Em fevereiro deste ano, também houve mais retiradas que depósitos, deixando o saldo de aplicações negativo em R$ 586,2 milhões. Comparado com 2017, houve aumento das saídas, mas os depósitos cresceram. Em relação a 2015 e 2016 - quando os resgates líquidos no mesmo mês alcançaram R$ 4,8 bilhões e R$ 6,7 bilhões, respectivamente - houve uma melhora considerável.
Segundo especialistas, a tendência deve se reverter nos próximos meses. "O trabalhador recebe o 13º salário, aplica momentaneamente na poupança e, em janeiro e fevereiro, quando tem várias contas de início do ano, ele tira. Esses meses geralmente têm um saque maior", diz Celson Plácido, estrategista-chefe da XP Investimentos.
Ainda segundo Plácido, a recuperação da poupança é diretamente ligada à retomada da economia. "As pessoas estão tendo mais renda disponível. Em 2015, tínhamos uma inflação de 10%. Em 2016, caiu para 6%. Já em 2017, o índice era de 2,9%. Então, sobra mais renda, e o que as pessoas conhecem é a poupança", afirma. Ele explica que a disponibilidade do recurso, que pode ser transferido para a conta corrente a qualquer momento, faz com que as pessoas optem pela caderneta.
Deixar o dinheiro na poupança, contudo, não tem propriamente caráter de investimento. Isso porque as quantias aplicadas geralmente são as sobras do fim do mês, mas estão disponíveis para emergências. Esse comportamento explica a retirada no começo do ano. "Ela vai para a poupança mais pela comodidade, pelo fato de que está sobrando uma quantia. Quando ele precisar, ele tira o dinheiro dali", diz Plácido.
Apesar da queda sazonal no começo do ano, a tendência para 2018 é que a poupança continue atraindo mais recursos à medida que a inflação se mantenha controlada e os indicadores econômicos apontem recuperação. Analistas destacam, contudo, que outros produtos financeiros devem ganhar destaque, já que os investidores mais experientes seguem em busca de aplicações com rentabilidade maior.
"A poupança deve crescer devido à recuperação. Mas os outros [investimentos] tendem a crescer mais. Algumas pessoas vão ver que a poupança rende pouco e vão buscar outros investimentos", afirma Plácido. "Já estamos vendo uma migração do perfil conservador para o moderado, e do moderado para o arrojado."

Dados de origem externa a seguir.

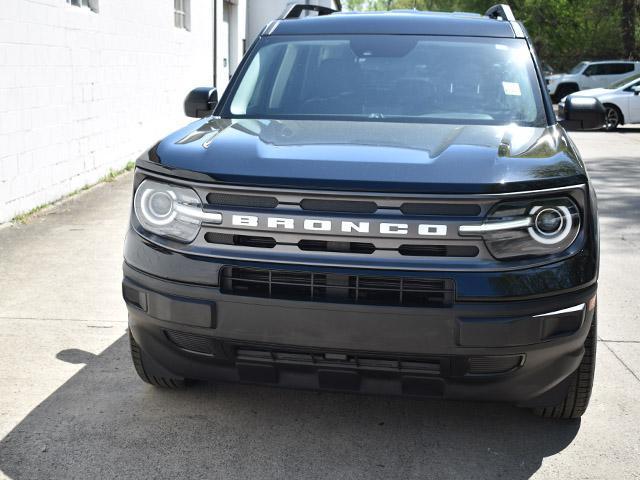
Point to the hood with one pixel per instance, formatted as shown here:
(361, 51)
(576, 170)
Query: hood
(369, 156)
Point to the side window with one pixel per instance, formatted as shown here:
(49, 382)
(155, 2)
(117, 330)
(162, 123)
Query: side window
(621, 68)
(182, 14)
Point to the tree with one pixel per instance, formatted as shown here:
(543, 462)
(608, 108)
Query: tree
(628, 25)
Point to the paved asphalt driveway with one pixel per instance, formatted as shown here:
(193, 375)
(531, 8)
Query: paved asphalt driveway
(72, 407)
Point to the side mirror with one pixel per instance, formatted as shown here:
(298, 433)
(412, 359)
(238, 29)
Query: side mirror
(200, 102)
(582, 113)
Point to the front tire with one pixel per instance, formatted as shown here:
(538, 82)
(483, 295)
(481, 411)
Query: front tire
(576, 401)
(150, 372)
(613, 118)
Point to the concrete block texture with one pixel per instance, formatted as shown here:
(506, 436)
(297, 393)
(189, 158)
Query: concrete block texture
(83, 92)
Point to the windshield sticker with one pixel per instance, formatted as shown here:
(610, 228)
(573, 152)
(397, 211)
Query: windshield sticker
(511, 88)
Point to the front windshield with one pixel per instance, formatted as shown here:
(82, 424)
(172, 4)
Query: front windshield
(623, 82)
(578, 68)
(390, 77)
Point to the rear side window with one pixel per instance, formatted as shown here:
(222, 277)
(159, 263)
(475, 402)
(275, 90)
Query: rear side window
(621, 68)
(396, 77)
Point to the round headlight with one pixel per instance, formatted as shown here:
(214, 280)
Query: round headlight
(168, 210)
(551, 225)
(156, 206)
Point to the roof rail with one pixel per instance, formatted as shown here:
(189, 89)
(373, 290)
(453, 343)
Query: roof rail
(295, 11)
(501, 12)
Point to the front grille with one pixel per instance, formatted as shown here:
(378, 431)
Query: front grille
(344, 206)
(336, 288)
(217, 199)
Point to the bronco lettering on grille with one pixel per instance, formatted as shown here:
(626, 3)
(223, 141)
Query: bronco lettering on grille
(323, 225)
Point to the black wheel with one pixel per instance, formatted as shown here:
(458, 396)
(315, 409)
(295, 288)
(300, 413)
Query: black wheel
(577, 400)
(151, 372)
(613, 117)
(564, 90)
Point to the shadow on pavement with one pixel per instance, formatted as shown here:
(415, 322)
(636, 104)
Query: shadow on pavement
(105, 423)
(616, 181)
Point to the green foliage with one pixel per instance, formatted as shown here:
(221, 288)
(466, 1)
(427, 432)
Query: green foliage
(564, 32)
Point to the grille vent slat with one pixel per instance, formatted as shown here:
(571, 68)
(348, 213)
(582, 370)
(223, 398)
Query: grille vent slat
(338, 206)
(435, 209)
(336, 288)
(232, 200)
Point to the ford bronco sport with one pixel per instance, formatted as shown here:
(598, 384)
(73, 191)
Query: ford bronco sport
(379, 203)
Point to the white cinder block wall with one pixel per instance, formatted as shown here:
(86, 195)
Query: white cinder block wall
(82, 92)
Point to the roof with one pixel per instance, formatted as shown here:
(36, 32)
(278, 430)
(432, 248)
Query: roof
(610, 61)
(395, 23)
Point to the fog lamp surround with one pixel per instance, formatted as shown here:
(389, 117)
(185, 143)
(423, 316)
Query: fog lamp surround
(551, 225)
(529, 228)
(171, 211)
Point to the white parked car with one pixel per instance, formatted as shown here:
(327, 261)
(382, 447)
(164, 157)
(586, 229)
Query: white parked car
(590, 75)
(621, 99)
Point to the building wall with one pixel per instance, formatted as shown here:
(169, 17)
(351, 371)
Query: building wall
(83, 92)
(261, 12)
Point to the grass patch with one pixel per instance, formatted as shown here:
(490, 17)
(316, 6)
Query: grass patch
(109, 177)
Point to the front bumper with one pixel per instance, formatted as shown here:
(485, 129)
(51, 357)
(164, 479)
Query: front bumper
(485, 350)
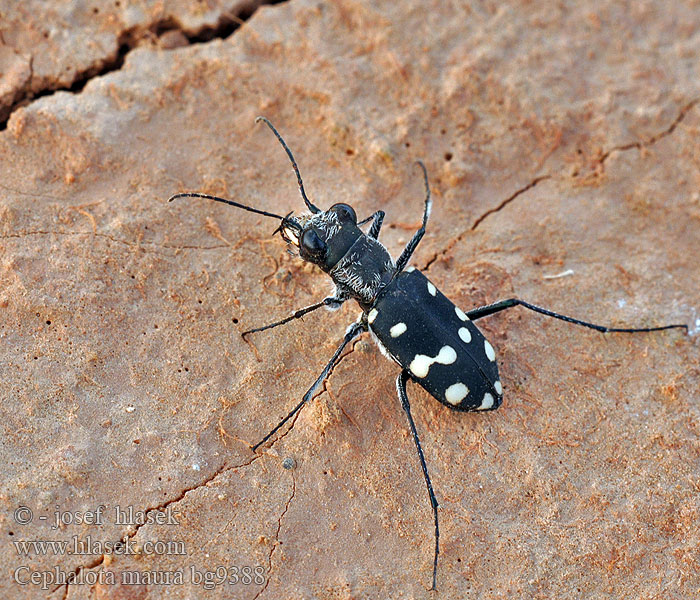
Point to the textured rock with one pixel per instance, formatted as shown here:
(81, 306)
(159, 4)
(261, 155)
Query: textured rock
(559, 141)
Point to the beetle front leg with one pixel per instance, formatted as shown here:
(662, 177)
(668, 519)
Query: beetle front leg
(333, 301)
(353, 331)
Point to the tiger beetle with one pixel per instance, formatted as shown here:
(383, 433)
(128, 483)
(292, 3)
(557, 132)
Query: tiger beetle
(435, 343)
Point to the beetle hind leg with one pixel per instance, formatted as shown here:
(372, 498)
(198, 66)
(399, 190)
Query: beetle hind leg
(485, 311)
(401, 390)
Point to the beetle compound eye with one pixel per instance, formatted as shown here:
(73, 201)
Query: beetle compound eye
(312, 244)
(345, 212)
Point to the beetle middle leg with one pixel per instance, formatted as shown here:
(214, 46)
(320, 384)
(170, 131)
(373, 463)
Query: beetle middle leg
(418, 235)
(489, 309)
(401, 389)
(377, 219)
(353, 331)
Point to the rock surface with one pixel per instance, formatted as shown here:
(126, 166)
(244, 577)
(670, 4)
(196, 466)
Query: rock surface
(562, 147)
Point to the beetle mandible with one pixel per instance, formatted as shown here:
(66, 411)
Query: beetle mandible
(435, 343)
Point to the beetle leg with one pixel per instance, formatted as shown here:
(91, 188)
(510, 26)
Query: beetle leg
(333, 301)
(418, 235)
(401, 389)
(490, 309)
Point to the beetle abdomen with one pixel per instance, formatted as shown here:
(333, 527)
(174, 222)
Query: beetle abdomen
(435, 341)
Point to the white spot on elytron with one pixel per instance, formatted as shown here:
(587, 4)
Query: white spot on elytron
(398, 329)
(456, 393)
(460, 314)
(486, 403)
(465, 335)
(490, 352)
(420, 365)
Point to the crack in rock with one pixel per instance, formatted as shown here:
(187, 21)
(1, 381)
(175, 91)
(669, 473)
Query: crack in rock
(126, 41)
(159, 508)
(277, 536)
(621, 148)
(654, 138)
(141, 245)
(483, 216)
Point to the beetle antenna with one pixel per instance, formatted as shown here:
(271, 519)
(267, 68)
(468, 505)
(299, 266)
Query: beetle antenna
(309, 205)
(225, 201)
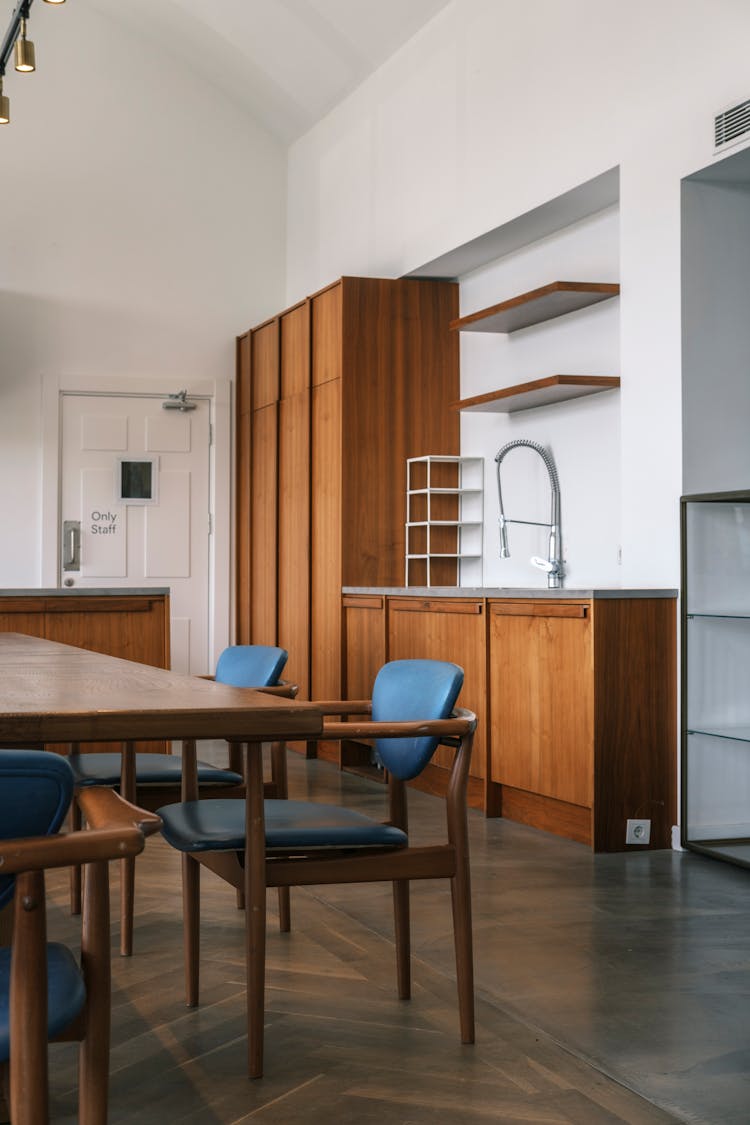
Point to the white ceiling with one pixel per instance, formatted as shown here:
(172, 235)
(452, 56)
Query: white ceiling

Rodrigo Ayub, gerente-executivo da unidade de captação e investimento do Banco do Brasil, conta que também percebeu um aumento da captação da poupança no ano passado. Ele afirma que, embora o investimento seja muito popular, existe um movimento para que as pessoas busquem mais assessoria sobre como investir.
Ele conta que os multimercados tiveram uma forte procura em 2017, o que evidencia essa tendência de diversificação. É o caso do fundo BB Multimercado Macro LP 200, com aporte inicial de R$ 200 e acessível para investidores com menos recursos - o público da poupança. O fundo tinha saldo de R$ 56 milhões em dezembro de 2016 e saltou para mais de R$ 1 bilhão em dezembro de 2017.
Para Gilberto Abreu, diretor de investimentos do Santander, o aumento das aplicações na poupança cresceu devido ao cenário de juros baixos que, se for mantido, continuará atraindo aplicadores neste ano. Ele afirma que, mesmo que a rentabilidade do investimento tenha caído depois que a taxa Selic foi cortada para menos de 8,5% - atualmente, está em 6,75% -, a poupança acaba se tornando mais vantajosa que determinados produtos, como é o caso dos fundos de investimento mais conservadores, com rentabilidade atrelada ao CDI.
"Em um fundo de investimentos que dá 100% do CDI, você paga taxa de administração e impostos. Então, dependendo de quanto isso custa, a poupança pode valer mais a pena", afirma. A regra atual prevê que, com taxa Selic acima de 8,5%, a poupança renda 0,5% ao mês mais a Taxa Referencial (TR), que é calculada pelo Banco Central. Nesse cálculo, o rendimento equivale a 6,17% mais a TR ao ano. Com o juro básico abaixo de 8,5%, que é o cenário atual, a rentabilidade anual da poupança é de 70% da Selic mais a TR, o que faz com que a poupança renda em torno de 4,5%.